When he was gone, when they had cleansed him, everything essential would remain. Even if the engines faltered as his mind ceased to control them, the people in the holdfast would find a way to make them fire again. They would make his corpse work for them, jerking him into a twitching parody of life. It would not be the work of days to bring Hela into synchronisation with Haldora, but something like the building of a cathedral itself. They would run his corpse until that work was done, and then, perhaps, enshrine or sanctify him.

The Guards were pushing deeper. The numbness that they left behind them was no longer confined to the narrow, winding routes they had taken into him, but had enlarged to consume entire districts of his anatomy. He had felt a similar sense of absence when he released the sleepers into orbit, but that wounding had been self-inflicted, and he had wrought no more harm upon himself than absolutely necessary. Now, the damage was indiscriminate, and the absence of sensation all the more terrifying. In a little while—a few hours, perhaps—the voids would have swallowed everything. He would be gone, then, leaving only the autonomic processes behind.

There was still time to act. He was becoming blind to himself, but his own body formed only the tiny, glittering kernel of his sphere of consciousness. Even as he rested in the cradle of the holdfast, he was still in receipt of data from the drones he had already released around Hela. He apprehended everything that was happening on the planet, his view synthesised and enhanced from the patchwork impressionism of the cameras.

And in his belly, yet to be reached by the Cathedral Guard, he still had the three hypometric weapons. They were excruciatingly delicate things: it had been difficult enough using them under normal conditions of thrust, let alone when he was lying on his side. It was anyone’s guess as to how the threshing machinery would react if he started it now; how long it would function before ripping itself and everything around it to shreds.

But he thought it likely they would work at least once. All he needed was a target, some means of making a difference.

His view of Hela changed emphasis. With an effort of will he focused on the streams of data that included imagery of the cathedral; shot from a variety of angles and elevations. For a moment, the effort of assembling these faint, fuzzy, multispeetral moving views into a single three-dimensional picture was sufficiently taxing that he forgot all about the Cathedral Guards and what they were doing to him. Then, in his mind’s eye, with the unnatural clarity of a vision, he saw the Lady Morwenna. He felt his ever-shifting spatial relationship to the cathedral, as if a taut iron chain bound them together. He knew how far away it was. He knew in which direction it lay.
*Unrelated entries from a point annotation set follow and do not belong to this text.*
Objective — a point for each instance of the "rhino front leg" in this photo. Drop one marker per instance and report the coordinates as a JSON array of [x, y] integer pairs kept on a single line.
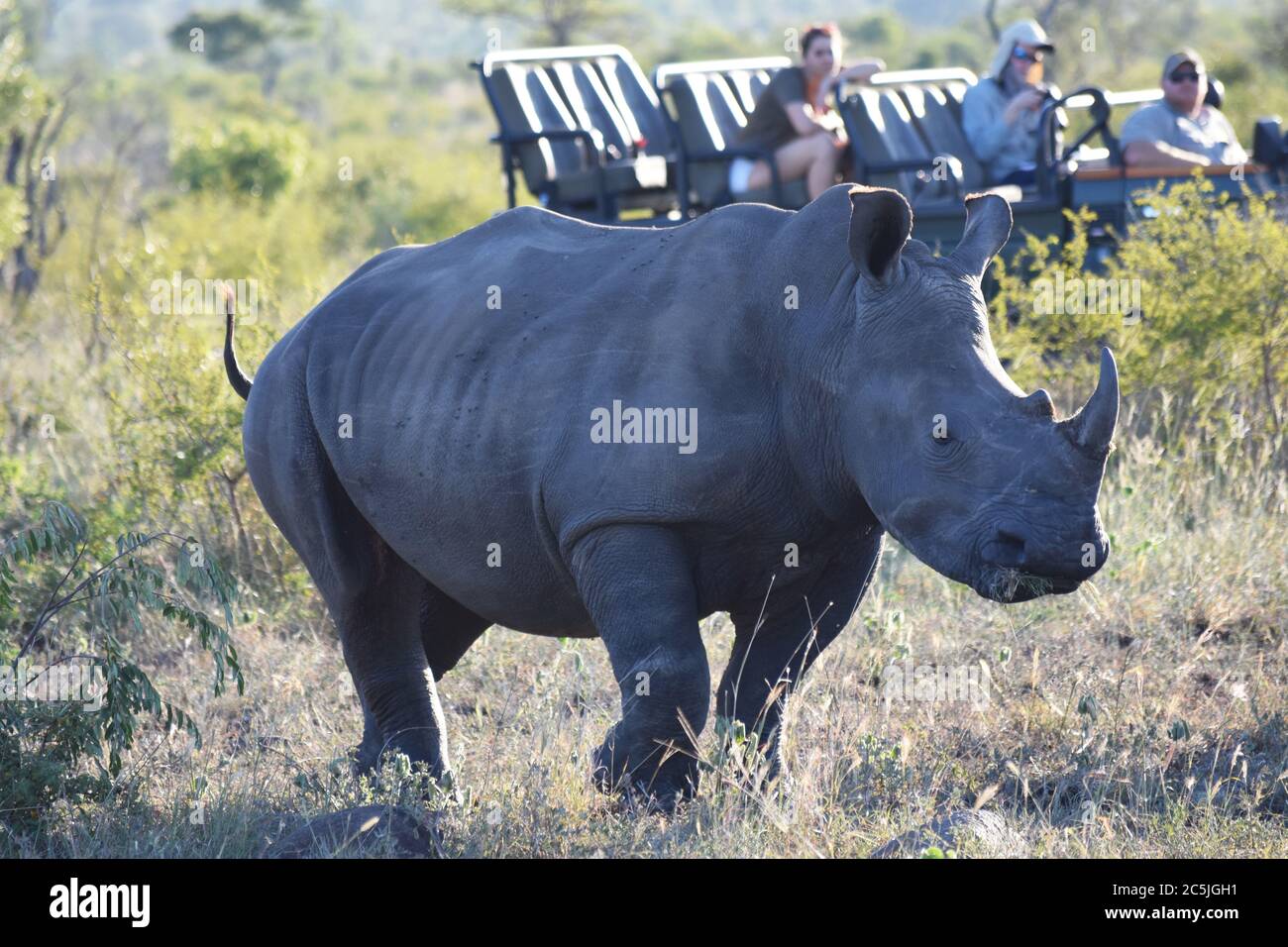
[[774, 648], [636, 583]]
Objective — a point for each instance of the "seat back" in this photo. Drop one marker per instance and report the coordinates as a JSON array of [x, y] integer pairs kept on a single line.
[[592, 107], [636, 102], [943, 131], [881, 131], [748, 84], [597, 90], [527, 102], [708, 119], [708, 105]]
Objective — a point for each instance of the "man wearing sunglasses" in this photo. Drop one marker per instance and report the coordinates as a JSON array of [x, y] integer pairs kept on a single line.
[[1000, 114], [1180, 132]]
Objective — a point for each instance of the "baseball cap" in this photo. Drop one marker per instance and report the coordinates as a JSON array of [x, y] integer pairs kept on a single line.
[[1183, 55]]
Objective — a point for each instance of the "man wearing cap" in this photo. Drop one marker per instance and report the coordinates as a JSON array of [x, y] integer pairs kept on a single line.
[[1000, 114], [1180, 132]]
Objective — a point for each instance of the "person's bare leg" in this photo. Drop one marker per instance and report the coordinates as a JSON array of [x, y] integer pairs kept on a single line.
[[822, 171], [814, 158]]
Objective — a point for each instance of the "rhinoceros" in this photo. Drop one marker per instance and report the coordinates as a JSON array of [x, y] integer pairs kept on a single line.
[[583, 431]]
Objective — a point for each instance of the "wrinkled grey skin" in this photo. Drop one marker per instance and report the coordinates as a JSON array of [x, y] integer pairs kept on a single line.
[[816, 432]]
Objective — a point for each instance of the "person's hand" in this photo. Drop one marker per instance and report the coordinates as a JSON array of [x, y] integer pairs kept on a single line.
[[1025, 101], [824, 88], [864, 69]]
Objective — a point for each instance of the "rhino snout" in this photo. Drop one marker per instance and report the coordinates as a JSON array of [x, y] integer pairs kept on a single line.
[[1020, 552]]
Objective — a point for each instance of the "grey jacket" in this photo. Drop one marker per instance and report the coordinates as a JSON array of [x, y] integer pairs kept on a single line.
[[1000, 147]]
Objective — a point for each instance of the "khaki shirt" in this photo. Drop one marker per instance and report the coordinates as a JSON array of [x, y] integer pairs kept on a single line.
[[1209, 134]]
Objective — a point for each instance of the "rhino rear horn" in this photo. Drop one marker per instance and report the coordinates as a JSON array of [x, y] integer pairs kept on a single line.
[[1093, 428], [988, 227], [880, 224]]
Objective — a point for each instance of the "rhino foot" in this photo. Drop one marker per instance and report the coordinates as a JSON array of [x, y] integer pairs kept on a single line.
[[648, 788]]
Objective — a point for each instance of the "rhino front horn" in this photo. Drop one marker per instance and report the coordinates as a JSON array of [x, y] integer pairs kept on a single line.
[[1094, 425]]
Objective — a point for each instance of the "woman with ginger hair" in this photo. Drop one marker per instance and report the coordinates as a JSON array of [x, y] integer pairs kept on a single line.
[[794, 120]]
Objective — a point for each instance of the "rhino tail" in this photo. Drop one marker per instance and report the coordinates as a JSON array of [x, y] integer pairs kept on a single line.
[[236, 376]]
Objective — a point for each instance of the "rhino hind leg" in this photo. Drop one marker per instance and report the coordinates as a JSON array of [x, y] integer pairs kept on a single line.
[[374, 596], [447, 629], [636, 583]]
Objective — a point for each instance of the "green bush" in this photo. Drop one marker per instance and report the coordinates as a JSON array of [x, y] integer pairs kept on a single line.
[[239, 157], [50, 578], [1206, 359]]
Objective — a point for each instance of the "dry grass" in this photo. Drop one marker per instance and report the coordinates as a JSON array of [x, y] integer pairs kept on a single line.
[[1141, 716]]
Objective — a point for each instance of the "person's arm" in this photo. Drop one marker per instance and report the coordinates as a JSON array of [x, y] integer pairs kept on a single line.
[[861, 71], [984, 123], [1160, 155], [803, 121], [1234, 153]]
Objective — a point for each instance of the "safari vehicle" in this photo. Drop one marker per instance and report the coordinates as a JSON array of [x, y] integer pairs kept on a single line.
[[593, 140]]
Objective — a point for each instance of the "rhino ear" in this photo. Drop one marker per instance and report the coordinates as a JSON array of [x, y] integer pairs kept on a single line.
[[988, 227], [880, 224]]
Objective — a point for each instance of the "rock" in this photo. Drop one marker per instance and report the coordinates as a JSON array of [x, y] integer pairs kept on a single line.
[[368, 830], [992, 838]]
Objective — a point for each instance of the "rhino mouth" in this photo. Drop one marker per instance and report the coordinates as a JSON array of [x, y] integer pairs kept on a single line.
[[1009, 585]]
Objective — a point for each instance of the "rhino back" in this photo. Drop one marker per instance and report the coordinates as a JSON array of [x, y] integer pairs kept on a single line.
[[472, 425]]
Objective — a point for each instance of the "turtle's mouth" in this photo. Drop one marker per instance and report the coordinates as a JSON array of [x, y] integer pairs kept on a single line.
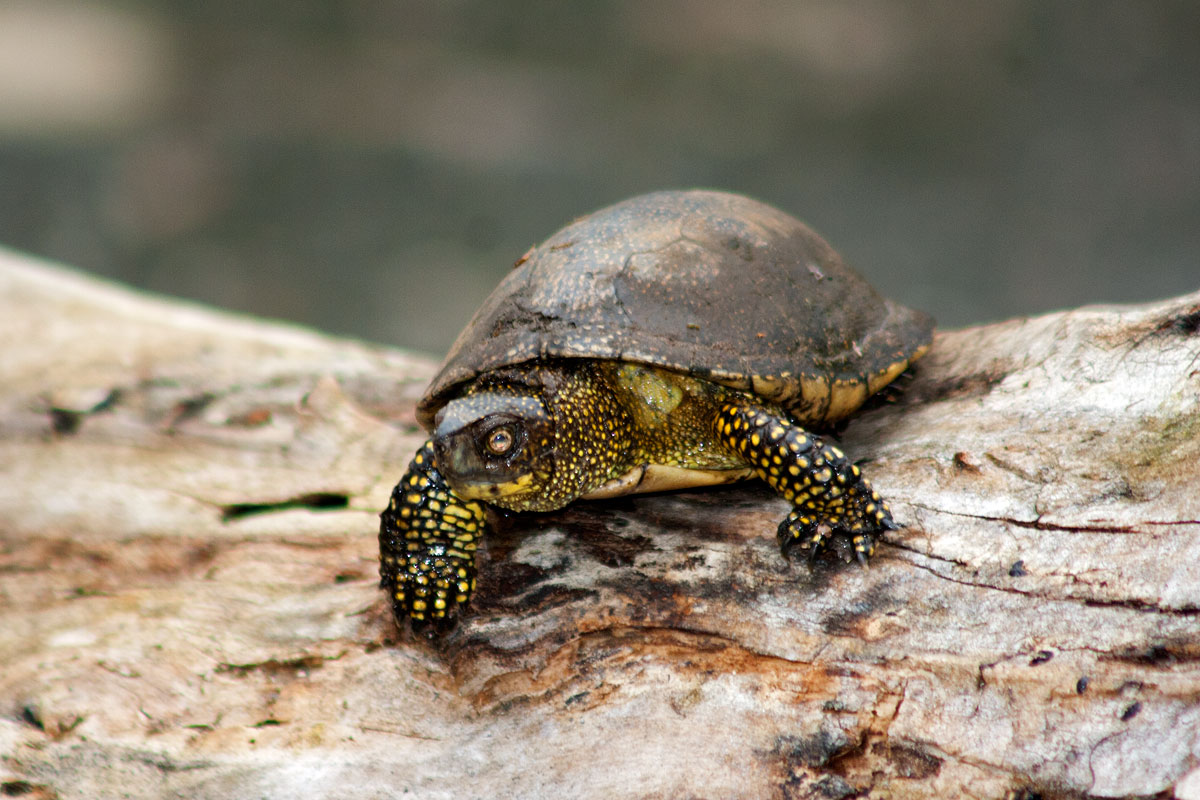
[[492, 491], [487, 445]]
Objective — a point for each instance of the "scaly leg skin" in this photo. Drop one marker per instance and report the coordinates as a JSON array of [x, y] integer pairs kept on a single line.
[[427, 540], [831, 494]]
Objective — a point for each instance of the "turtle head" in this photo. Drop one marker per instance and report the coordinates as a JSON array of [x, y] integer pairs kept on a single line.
[[496, 444], [529, 439]]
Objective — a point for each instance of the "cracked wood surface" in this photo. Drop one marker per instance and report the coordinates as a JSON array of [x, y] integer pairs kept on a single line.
[[189, 601]]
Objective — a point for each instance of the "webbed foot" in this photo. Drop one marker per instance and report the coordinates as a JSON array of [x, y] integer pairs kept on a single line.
[[427, 541], [834, 503]]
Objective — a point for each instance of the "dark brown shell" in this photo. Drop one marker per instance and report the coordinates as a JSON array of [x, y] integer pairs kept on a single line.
[[709, 283]]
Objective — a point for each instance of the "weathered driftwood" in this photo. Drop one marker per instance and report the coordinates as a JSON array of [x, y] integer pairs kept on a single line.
[[189, 602]]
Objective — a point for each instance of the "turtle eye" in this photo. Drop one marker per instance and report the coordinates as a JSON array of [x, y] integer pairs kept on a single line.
[[501, 440]]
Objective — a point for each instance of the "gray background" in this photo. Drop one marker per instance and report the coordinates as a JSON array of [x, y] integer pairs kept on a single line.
[[372, 168]]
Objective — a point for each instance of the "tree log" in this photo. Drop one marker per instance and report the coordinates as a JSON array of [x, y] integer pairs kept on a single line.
[[189, 601]]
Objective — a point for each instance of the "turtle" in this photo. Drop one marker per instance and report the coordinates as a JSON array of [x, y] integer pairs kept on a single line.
[[675, 340]]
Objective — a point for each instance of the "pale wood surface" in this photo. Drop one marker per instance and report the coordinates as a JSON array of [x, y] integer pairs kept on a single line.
[[178, 619]]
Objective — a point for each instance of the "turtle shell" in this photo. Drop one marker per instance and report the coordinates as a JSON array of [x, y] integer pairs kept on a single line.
[[713, 284]]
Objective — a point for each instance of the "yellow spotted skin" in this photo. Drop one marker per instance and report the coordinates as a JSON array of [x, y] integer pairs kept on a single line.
[[427, 541], [831, 494], [574, 426]]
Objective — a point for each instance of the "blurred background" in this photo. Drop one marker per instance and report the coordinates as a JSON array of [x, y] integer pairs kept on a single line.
[[373, 167]]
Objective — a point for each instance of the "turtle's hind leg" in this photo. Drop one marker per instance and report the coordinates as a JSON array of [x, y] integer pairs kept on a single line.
[[831, 495]]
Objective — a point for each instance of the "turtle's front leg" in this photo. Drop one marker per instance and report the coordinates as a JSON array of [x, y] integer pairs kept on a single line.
[[427, 541], [831, 494]]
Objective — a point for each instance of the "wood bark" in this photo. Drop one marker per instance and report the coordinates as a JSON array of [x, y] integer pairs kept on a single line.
[[189, 601]]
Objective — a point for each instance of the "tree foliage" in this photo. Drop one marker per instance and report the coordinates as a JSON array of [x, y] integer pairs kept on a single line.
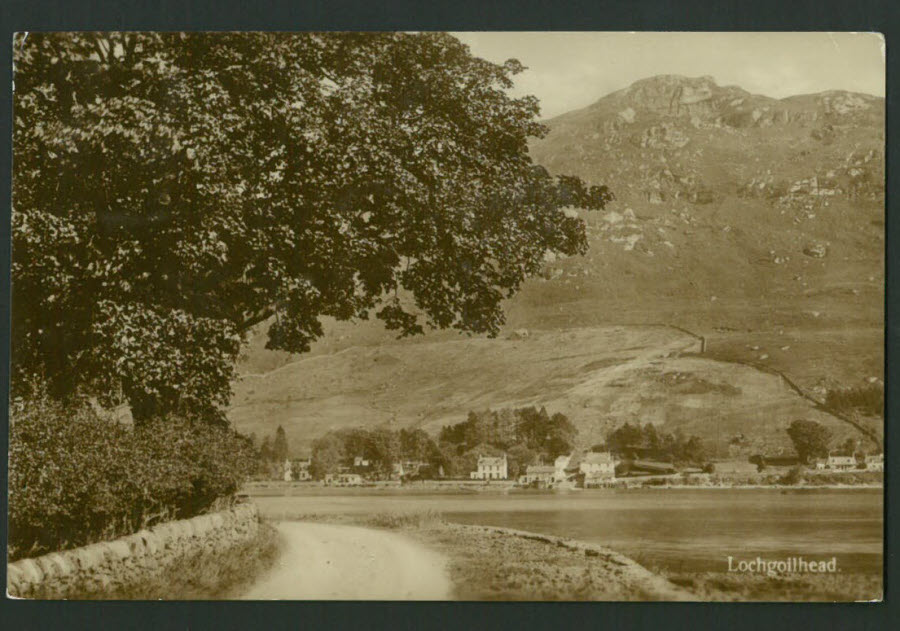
[[531, 429], [381, 448], [77, 478], [647, 441], [173, 190], [810, 439]]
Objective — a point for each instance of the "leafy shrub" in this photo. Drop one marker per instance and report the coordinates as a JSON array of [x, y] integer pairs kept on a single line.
[[867, 399], [76, 478]]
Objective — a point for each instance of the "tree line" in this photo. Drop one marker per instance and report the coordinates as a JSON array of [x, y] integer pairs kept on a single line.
[[526, 435], [646, 441]]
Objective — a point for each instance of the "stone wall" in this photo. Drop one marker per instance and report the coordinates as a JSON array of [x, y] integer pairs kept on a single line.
[[115, 564]]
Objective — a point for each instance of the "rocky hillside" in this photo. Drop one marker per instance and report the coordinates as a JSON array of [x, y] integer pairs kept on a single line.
[[757, 223], [600, 377], [724, 196]]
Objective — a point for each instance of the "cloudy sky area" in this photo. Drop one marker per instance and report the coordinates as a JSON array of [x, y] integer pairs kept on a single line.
[[572, 70]]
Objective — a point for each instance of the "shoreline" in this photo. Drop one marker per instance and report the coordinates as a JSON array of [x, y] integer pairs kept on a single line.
[[255, 488], [486, 563]]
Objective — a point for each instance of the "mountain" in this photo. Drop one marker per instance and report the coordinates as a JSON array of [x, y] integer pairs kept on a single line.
[[757, 223]]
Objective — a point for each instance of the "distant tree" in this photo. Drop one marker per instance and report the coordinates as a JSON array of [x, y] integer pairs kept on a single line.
[[810, 439], [848, 447], [693, 451], [518, 459], [280, 446], [174, 190], [416, 444], [560, 438], [327, 455], [628, 435], [384, 449], [793, 476], [265, 450]]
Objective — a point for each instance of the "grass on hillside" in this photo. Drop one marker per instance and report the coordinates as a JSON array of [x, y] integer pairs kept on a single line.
[[724, 587], [207, 575]]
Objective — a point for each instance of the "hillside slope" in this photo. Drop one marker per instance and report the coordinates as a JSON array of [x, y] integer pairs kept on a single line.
[[755, 222], [599, 377]]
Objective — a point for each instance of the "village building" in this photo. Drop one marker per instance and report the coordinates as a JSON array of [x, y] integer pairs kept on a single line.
[[598, 465], [840, 463], [490, 468], [652, 467], [538, 474], [875, 462], [559, 468], [343, 479], [300, 469], [412, 467]]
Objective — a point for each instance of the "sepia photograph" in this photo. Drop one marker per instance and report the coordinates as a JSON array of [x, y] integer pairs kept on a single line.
[[471, 316]]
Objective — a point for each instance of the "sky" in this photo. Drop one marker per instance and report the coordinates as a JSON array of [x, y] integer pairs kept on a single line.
[[570, 70]]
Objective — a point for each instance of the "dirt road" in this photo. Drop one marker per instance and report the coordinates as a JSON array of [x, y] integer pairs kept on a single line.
[[329, 562]]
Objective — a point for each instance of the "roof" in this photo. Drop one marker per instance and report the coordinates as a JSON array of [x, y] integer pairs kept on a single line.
[[598, 458], [650, 464]]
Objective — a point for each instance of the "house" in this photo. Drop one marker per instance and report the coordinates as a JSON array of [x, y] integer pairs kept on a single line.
[[652, 467], [598, 465], [411, 467], [343, 479], [300, 469], [840, 463], [490, 468], [875, 462], [538, 474], [560, 465]]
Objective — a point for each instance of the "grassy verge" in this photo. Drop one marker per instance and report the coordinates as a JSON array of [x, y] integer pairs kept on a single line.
[[495, 564], [207, 575], [721, 586]]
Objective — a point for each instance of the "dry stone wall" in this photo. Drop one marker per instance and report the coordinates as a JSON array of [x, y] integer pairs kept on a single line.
[[115, 564]]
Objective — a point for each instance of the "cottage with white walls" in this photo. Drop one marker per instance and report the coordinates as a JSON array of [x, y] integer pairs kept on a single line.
[[490, 468]]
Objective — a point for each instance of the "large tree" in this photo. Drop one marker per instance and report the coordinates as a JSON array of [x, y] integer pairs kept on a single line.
[[173, 190], [810, 439]]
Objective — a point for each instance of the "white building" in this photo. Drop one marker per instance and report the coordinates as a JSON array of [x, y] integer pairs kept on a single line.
[[840, 463], [598, 465], [490, 468], [538, 474], [875, 462], [559, 468]]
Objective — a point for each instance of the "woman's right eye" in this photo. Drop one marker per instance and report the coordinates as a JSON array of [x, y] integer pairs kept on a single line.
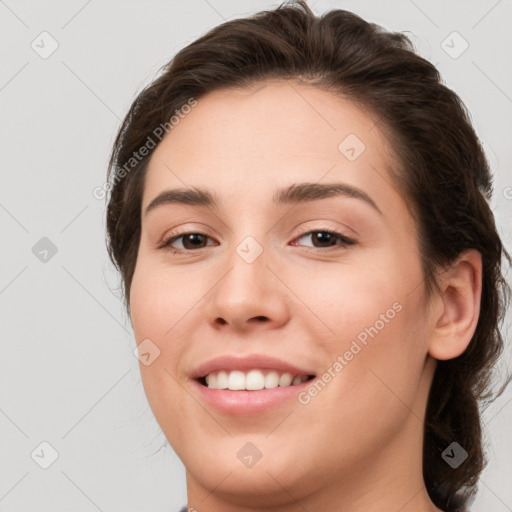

High on the flat surface of one tower, tiny figures moved like clockwork marionettes.

They had reached the Lady Morwenna’s landing stage. Two spacecraft waited there: the vehicle that the Ultras had arrived in, and the red cockleshell that Rashmika recognised as belonging to the surgeon-general. Both ships were peppered with the scorched holes of impact points where they had been shot at close range. Given time, Rashmika thought, the ships might have been able to repair themselves enough to leave the cathedral. But the one thing they didn’t have now was time.

Grelier had the syringe pressed hard against the outer integument of her suit. She didn’t know if the needle would be able to penetrate that layer and reach through to her skin, but she was certain that she did not want to take the chance. She had heard of DEUS-X; she knew what it could do. There might be a cure, and maybe the virus’s effects would even begin to fade after a while as her body developed its own immune response. But the one thing everyone agreed on where indoctri-nal viruses were concerned was that once you’d had one in your blood, you were never quite the same again.

“Look,” Grelier said, with the cheerfulness of someone pointing out beautiful scenery, “you can still see the exhaust beams.” He directed Rashmika’s attention to the double-edged sliver of light, like a highway in the sky. “Say what you like about our dean, but once he makes a plan, he sticks to it. It’s just such a shame he couldn’t bear to tell me about it first.”